Ketiga, bansos dari Pemkot Kota Bekasi dalam bentuk sembako berupa 5 kg beras, 7 bungkus mie instan, 1 kaleng sardin, 1 botol kecil kecap dan saos, dan ada beberapa produk UMKM.
Ia menegaskan dalam bansos itu Pemkot Bekasi tidak mengubah atau mengurangi bantuan, baik bantuan dari pemerintah pusat maupun dari Pemprov Jabar. Kedua bansos tersebut disalurkan melalui jasa Kantor Pos Indonesia.
Sedangkan untuk bansos yang diberikan dari Pemkot Bekasi, penyalurannya dilakukan melalui aparat di kecamatan dan di kelurahan yang dibantu oleh RT RW setempat di mana data penerima sudah berdasarkan pendataan sebelumnya oleh Ketua RT/RW yang diserahkan ke kelurahan hingga ke Dinas Sosial Kota Bekasi.

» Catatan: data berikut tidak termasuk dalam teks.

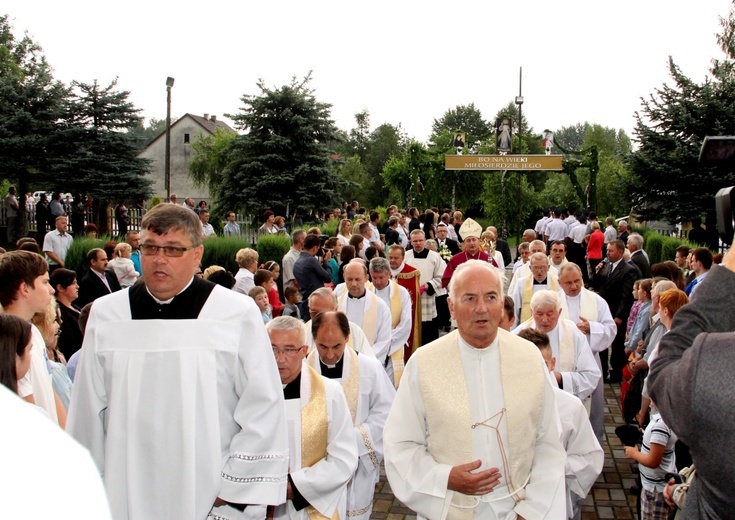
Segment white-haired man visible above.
[559,262,618,443]
[307,312,395,520]
[384,260,566,520]
[513,291,602,412]
[268,316,358,520]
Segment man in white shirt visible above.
[384,260,566,520]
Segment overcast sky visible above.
[5,0,732,141]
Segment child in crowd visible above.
[248,285,272,323]
[261,260,283,318]
[107,242,140,289]
[281,286,301,319]
[0,314,33,394]
[625,401,678,520]
[518,329,605,519]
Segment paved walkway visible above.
[370,384,638,520]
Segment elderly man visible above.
[304,287,375,357]
[281,229,306,289]
[508,240,559,294]
[388,245,421,362]
[370,258,414,388]
[307,312,395,520]
[406,229,451,345]
[337,261,391,364]
[559,262,618,443]
[266,316,358,520]
[75,248,120,308]
[510,253,559,323]
[513,291,601,406]
[43,215,74,272]
[436,218,490,287]
[384,260,566,520]
[67,204,293,520]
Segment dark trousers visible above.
[421,320,439,346]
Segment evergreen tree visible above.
[628,3,735,230]
[220,74,343,218]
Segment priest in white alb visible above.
[67,204,288,520]
[337,259,391,360]
[370,258,413,388]
[266,316,357,520]
[384,260,566,520]
[307,312,395,520]
[513,291,602,413]
[559,262,618,443]
[304,284,375,357]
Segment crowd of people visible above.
[0,196,735,520]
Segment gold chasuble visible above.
[301,365,339,520]
[415,329,548,520]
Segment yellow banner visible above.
[444,155,562,171]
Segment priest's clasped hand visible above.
[447,460,501,495]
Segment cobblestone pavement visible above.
[370,384,638,520]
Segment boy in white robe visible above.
[518,329,605,520]
[308,312,395,520]
[266,316,357,520]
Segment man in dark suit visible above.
[591,238,637,383]
[436,222,459,256]
[74,248,120,307]
[648,253,735,518]
[628,233,651,278]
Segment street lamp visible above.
[163,76,174,200]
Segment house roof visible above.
[146,112,235,148]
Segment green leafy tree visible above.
[215,74,343,218]
[628,3,735,229]
[0,15,67,231]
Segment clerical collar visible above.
[319,354,349,379]
[282,372,301,401]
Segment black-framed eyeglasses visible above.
[140,244,196,258]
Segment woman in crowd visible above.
[0,314,33,394]
[49,268,84,359]
[337,218,352,246]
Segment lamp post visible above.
[516,67,523,248]
[163,76,174,200]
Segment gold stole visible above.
[339,288,378,347]
[415,329,547,520]
[301,365,339,520]
[306,347,360,426]
[521,274,559,322]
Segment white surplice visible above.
[384,337,566,520]
[552,384,605,518]
[559,288,618,443]
[513,318,602,401]
[274,365,357,520]
[309,352,396,520]
[68,286,288,520]
[304,320,375,358]
[338,289,391,363]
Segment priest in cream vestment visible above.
[559,262,618,443]
[384,260,566,520]
[513,291,602,404]
[307,312,395,520]
[266,316,357,520]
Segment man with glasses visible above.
[307,312,394,520]
[266,316,358,520]
[68,204,288,520]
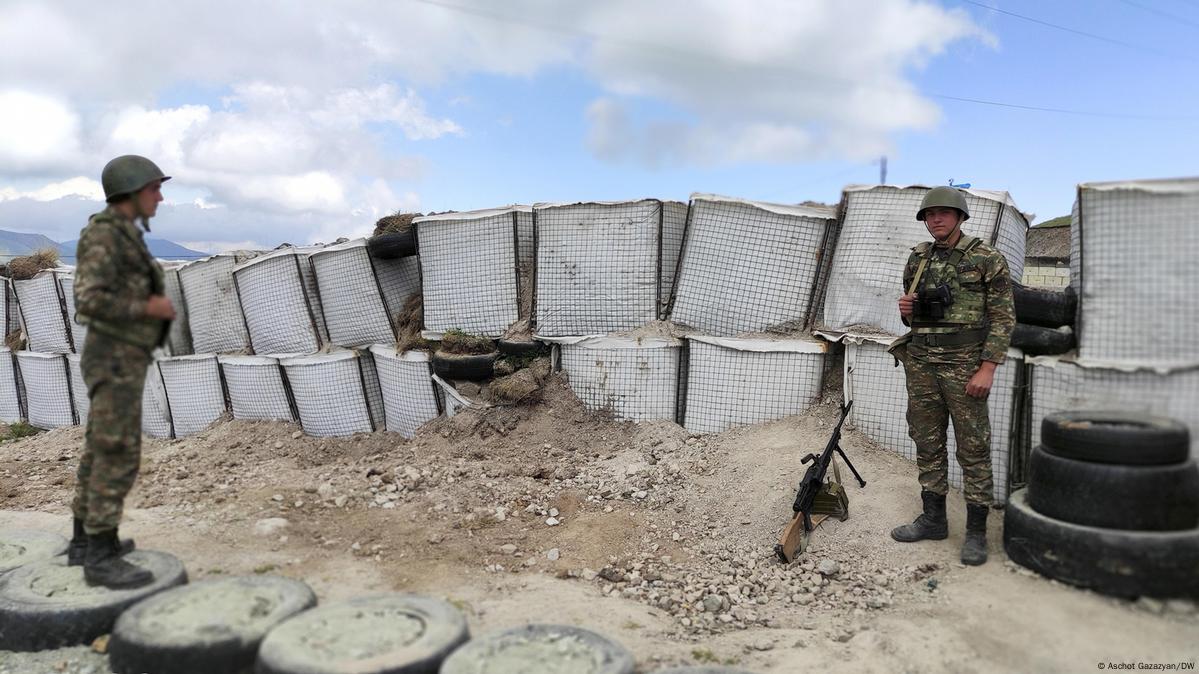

Mengenai kriteria warga penerima bansos adalah warga berkartu identitas Bekasi atau non-Bekasi yang kehilangan penghasilan karena pandemi, di mana termasuk dalam salah satu kategori seperti pekerja bidang perdagangan atau jasa, skala usaha mikro dan kecil, pekerja di bidang pertanian, perkebunan, peternakan, pekerja di bidang perdagangan dan jasa, skala usaha mikro dan kecil.
Kemudian, pekerja di bidang transportasi, skala usaha mikro dan kecil, pekerja di bidang industri, skala usaha mikro dan kecil dan penduduk yang bekerja sebagai pemulung
Selain itu, juga yang mengalami salah satu hal, seperti terkena PHK atau dirumahkan dengan pengurangan atau tidak menerima gaji, tutup usaha atau tidak berjualan, pendapatan atau omzet berkurang drastis karena COVID-19, serta janda-janda tua dan fakir miskin
Bansos tersebut tidak boleh tumpang tindih atau ada penerimaan ganda sehingga warga hanya dapat menerima bansos dari salah satunya saja.
Artinya, bila sudah menerima bansos dari pemerintah pusat tidak boleh menerima bansos dari pemprov ataupun dari pemkot begitupun sebaliknya.
Kini, sinergi dalam upaya penanggulangan dampak COVID-19, baik dari sisi sosial-kemanusiaan, dan pada saat bersamaan juga bernilai bisnis, ternyata untuk kesekian kalinya bisa dirawat dan mampu diejawantahkan.